Chiriqui Flooding 2020 The Human Side of Disaster.

David Dell

By David Dell

“Emerald” a flood refugee sits on the side of her bed in a baseball stadium. Unaware that her home may been been destroyed. Her joy; she has a balloon.

I found the lack of international media cover of the Chiriqui flood disasters disappointing. I had covered several storms in the Volcan area over the years. I had seen the devastation and the bodies on the side of the road. I had also seen that these rogue weather events were increasing in frequency and severity.

Police officer during the floods

In the 2014 flood a Female victim waits to be loaded onto a vehicle.

As writers and journalists if you bring up climate change or global warming, some people suspect you have a political agenda. Why the lack of coverage in the international media? I don’t know, perhaps the shenanigans of the departing US president are more newsworthy than news of people being drowning in a sea of mud in some developing country.

Church after flooding

Bambito Catholic Church after storm in 2020. Courtesy: FaceBook.

I can only accurately report on what I see locally. In 1970 there was a disastrous storm on the Chiriqui Viejo River. Thirty-eight years later in 2008, the same river overflowed but this time the damage was more severe. Forty homes destroyed and 4 people lost their lives. I took a picture of the local Catholic church that had its altar and wall torn away in the flood. In 2014 in August, once again the storms came, huge devastation, home destroyed lives lost. In 2020, the mother of all storms strikes again and that same Catholic Church damaged in almost the same way.

baseball stadium

Pictured above: Puerto Armuelles new baseball stadium. Home to some of the flood victims.

Today in a School and a stadium in Puerto Armuelles I saw dozens of victims of nature’s latest onslaught. The youngest victim was a 14-day old baby (Deyanis), -born during the flood and her mother (Loreici).

Woman and child

They were in the press room of Puerto’s brand-new and so far never-been-used baseball stadium. In another were two tiny children. Their parents had lost their homes. But these two toddlers were oblivious to the real world tragedy that surrounded them- they had happiness because they had balloons.

two kids with ballons

Woman with her belingins

CARMEL GONZALEZ said she had lost everything.

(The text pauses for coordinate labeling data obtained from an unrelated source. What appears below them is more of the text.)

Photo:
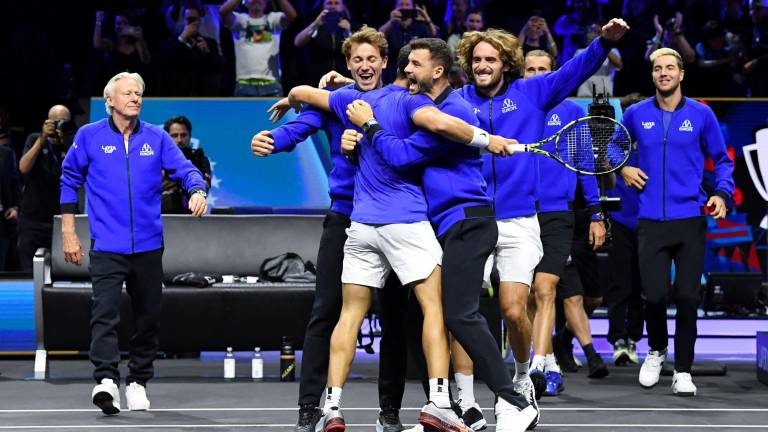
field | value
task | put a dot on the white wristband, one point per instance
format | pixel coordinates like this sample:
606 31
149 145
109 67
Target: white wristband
480 138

Teenagers with her belingins

Teenagers Leo, Pasillio and Eliseo wait patiently in a Puerto Armuelles school. They said the waters were 8 feet high.

Part of the journalistic 5 “W’s” is the “how”. (Who, what, when, where and How) except the how, should now be “How, do we prevent this from happening again?”

According to an LA PRENSA article of November 24 2020. Emergency services and land management officials, discussed the possibility the BAMBITO area, be declared an uninhabitable zone.

The flooding in the areas north of Puerto Armuelles are claimed to be the result of hydroelectric people releasing waters from their dams. Locals say this came about without them being told. One woman, Michaela Palacios from Majagual, said she was awoken at 2:00 a.m. by a neighbor and told to flee. Several of the survivors say their homes were flooded between 8 and 10 feet. Palacio, and her neighbours live in areas close to the banks of the Chiriqui Viejo River.

The floods effected some 400 people from San Pedro, San Valentin, Majagual and other areas along the RIO COLORADO canal. Michaela Palacios does not blame the floods on global warming but more on the water release from the dam. But here we have a classic chicken and egg scenario. Did global warming and climate change come first and cause the dangerous floodwaters to build up behind the dams. And thereby force the engineers to release the pressure?

Pictured below: Nature at its most terrifying; water cascades down a hill north of Cerro Punta. The common thread through most interviews is that the weather events are getting bigger and happening more frequently. This event was fallout from Hurricane ETA.

Picture courtesy: FaceBook.

Overflowed river

The efforts of the Panamanian emergency services are wonderful. I have seen their swift and professional response on several occasions. In the 2014 Bambito floods, large excavators and earthmoving equipment were moving to the effected areas within hours of the disaster. Video footage from the 2020 floods show the same high level of response.

Will local and national leaders decide that certain areas of Chiriqui province are simply “Unlivable.”

Or will we again see, in a few short years, these same poor, unfortunate people huddled in schools, stadiums and church pews, refugees from yet another, regular, natural disaster.

In a quote from author MARK TWAIN he said “Everyone complains about the weather but nobody does anything about it.”